Nassira Belloula chante l’histoire d’une région de résonances profondes,
mais des résonances encore trop peu répercutées par les écrivains
algériens. Terre des femmes est le genre de récit où la réalité et la
fiction se mêlent et s’entremêlent sur fond d’épopée et de tragédie. La
condition humaine (la femme en particulier) constitue la trame de ce
récit palpitant et par lequel l’auteure a su capter le temps passé et le
coucher brillamment sur papier.
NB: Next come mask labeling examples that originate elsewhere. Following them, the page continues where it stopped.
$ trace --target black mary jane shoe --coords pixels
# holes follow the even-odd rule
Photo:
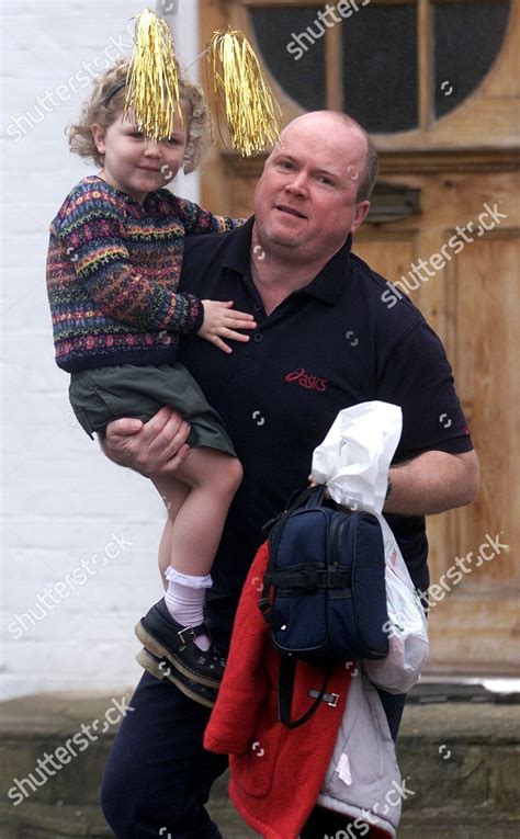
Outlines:
[[[206,688],[200,682],[194,682],[186,676],[177,670],[167,658],[157,658],[147,649],[142,649],[136,655],[136,661],[151,676],[155,676],[159,680],[168,680],[172,682],[185,696],[197,702],[205,707],[214,707],[217,690],[215,688]]]
[[[167,658],[188,679],[206,688],[218,688],[226,666],[225,657],[212,644],[200,649],[195,642],[207,633],[206,625],[182,626],[170,615],[163,600],[151,606],[136,624],[135,634],[143,646],[157,658]]]

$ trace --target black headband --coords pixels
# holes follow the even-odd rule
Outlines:
[[[124,88],[125,84],[126,84],[126,79],[124,81],[118,81],[117,84],[114,84],[114,87],[109,90],[109,92],[106,93],[101,104],[106,107],[112,97],[115,97],[117,91]]]

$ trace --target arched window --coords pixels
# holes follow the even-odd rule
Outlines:
[[[477,88],[500,50],[510,3],[244,5],[265,65],[299,106],[346,111],[373,134],[394,134],[427,129]]]

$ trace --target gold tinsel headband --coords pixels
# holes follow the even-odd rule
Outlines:
[[[229,128],[231,147],[245,157],[273,145],[280,106],[246,35],[239,30],[213,33],[207,48],[213,90]],[[167,139],[179,103],[179,65],[167,22],[145,9],[135,27],[135,49],[126,78],[125,116],[133,111],[138,131]]]

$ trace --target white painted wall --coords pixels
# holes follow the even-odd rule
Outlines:
[[[134,684],[134,623],[161,594],[161,502],[76,423],[45,290],[48,224],[95,171],[69,152],[64,128],[90,78],[131,52],[126,26],[145,5],[2,0],[2,698]],[[189,64],[196,0],[180,0],[174,31]],[[196,201],[196,175],[173,189]]]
Ce roman historique propose, en effet,
un voyage dans le temps (de 1847 à 1960) et dans l’espace (les Aurès) à
travers cinq générations de personnages féminins issus de la même lignée
maternelle. Démarche toute nouvelle pour un auteur que cette saga
aurésienne. Les six héroïnes sont des personnages fictifs, mais les
données factuelles (historiques, sociologiques, culturelles,
ethnographiques ou anthropologiques) sont bien réelles. Elles se
prénomment Zwina, Tafsut, Yélli, Tadla, Aldjia et Nara. Elles ont
travaillé le passage du témoin, une génération après l’autre, sur un
parcours de plus d’un siècle. Chacune est racontée dans un chapitre du
livre, ce qui représente l’histoire d’une vie et susceptible, d’une
certaine manière, de se suffire à elle-même. Elles sont, en même temps,
les chaînons indissociables d’une évolution diachronique de l’histoire.
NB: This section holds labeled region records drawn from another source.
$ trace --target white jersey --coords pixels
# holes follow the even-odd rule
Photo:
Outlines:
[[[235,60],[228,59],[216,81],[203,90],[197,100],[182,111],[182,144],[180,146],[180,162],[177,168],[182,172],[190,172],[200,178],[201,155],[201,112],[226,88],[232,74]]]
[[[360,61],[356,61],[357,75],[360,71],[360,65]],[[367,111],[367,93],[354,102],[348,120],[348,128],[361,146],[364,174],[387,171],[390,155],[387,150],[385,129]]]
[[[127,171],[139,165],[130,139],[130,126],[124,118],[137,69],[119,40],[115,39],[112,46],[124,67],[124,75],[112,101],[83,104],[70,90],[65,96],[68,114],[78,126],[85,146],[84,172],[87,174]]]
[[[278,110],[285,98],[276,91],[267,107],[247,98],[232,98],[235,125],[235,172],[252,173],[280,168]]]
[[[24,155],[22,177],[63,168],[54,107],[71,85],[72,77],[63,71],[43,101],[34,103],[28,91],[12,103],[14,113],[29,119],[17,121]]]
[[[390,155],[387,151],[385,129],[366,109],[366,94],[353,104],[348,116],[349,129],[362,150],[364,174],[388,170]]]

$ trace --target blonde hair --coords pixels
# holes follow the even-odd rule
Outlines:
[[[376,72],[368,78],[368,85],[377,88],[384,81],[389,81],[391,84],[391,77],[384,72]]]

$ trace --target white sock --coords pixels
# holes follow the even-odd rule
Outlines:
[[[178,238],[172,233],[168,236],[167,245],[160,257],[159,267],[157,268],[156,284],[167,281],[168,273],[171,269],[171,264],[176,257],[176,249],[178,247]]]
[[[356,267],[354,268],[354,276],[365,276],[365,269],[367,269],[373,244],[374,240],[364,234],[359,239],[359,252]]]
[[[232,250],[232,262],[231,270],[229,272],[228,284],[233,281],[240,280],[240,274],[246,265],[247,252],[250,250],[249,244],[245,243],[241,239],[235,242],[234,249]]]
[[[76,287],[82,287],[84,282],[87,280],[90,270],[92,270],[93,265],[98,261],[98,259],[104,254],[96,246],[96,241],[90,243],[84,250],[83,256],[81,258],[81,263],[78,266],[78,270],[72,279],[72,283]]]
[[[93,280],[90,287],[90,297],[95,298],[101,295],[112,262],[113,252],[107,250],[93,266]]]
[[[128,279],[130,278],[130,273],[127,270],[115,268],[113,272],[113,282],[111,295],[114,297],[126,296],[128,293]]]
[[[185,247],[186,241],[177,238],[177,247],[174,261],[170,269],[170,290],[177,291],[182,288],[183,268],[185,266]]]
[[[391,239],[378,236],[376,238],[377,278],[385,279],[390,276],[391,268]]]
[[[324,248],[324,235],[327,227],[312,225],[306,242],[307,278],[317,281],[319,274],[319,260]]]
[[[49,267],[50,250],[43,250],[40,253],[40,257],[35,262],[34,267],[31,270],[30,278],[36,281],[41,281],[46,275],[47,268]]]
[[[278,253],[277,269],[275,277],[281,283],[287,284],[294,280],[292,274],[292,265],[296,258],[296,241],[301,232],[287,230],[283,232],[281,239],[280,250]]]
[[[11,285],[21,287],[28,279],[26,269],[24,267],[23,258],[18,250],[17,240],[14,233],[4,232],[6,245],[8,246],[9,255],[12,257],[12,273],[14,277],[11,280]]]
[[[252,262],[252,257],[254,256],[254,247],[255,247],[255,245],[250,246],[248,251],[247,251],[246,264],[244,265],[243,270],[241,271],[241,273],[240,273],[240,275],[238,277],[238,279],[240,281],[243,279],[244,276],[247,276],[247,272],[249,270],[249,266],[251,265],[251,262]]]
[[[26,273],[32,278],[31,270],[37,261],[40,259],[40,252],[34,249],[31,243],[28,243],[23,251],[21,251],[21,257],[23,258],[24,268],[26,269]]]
Le roman est structuré comme une fresque murale, offrant un tableau
d’ensemble d’une société, d’une époque. Assemblage de pièces à la fois
variées et en harmonie, comme si le récit racontait la même chose de
manière différente. Quant à l’imaginaire déployant ses ailes autour de
représentations réalistes, il est le liant qui densifie l’action
dramatique et lui assure son intensité. Processus complexe que de
construire une fiction à partir de beaucoup de vérités. C’est par un
signe arbitraire véhiculé par la culture, mais un signe à forte charge
symbolique, que Nassira Belloula invite le lecteur à entrer dans le
récit. Le sang en l’occurrence. Zwina, première femme de la lignée, en
jeu dans des circonstances particulièrement violentes. Nous sommes au
«village de Nara, dans ce vaste pays des Chaouis, un soir de printemps
de l’an 1847». Ce soir-là dans la forêt, Zwina est marquée à jamais par
le viol subi puis par la vision de son bourreau égorgé par son
frère. «Des années durant, lui sembla-t-il, le sang de l’homme
responsable de sa honte et de sa souffrance était resté incrusté dans
les ongles de ses orteils, l’obligeant à le masquer avec du henné, mais
c’était la marque de la damnation, diront les villageois.» C’est plutôt
le signe qui allait la distinguer, la révéler, la forger pour en faire
un être d’exception.
A partir de cette violence symbolique commence la saga et se construit
le roman où chaque personnage forme un fragment de la grande épopée de
ces femmes aurésiennes.
Progressivement, Zwina se révèle au travers de l’évolution de l’action. Nassira
Belloula décrit un personnage en mouvement, tout en alternant les
scènes, les descriptions et le rappel de faits historiques appuyés par
des citations référencées. Les détails authentiques et le cadre de
façon générale (les Aurès) impulsent, gouvernent l’histoire de l’héroïne
et de ses descendantes. D’autres détails significatifs, visuels,
sensuels, individualisés et personnifiés tissent tout un réseau
d’émotions entrecroisées et qui sont la source de pareille dynamique.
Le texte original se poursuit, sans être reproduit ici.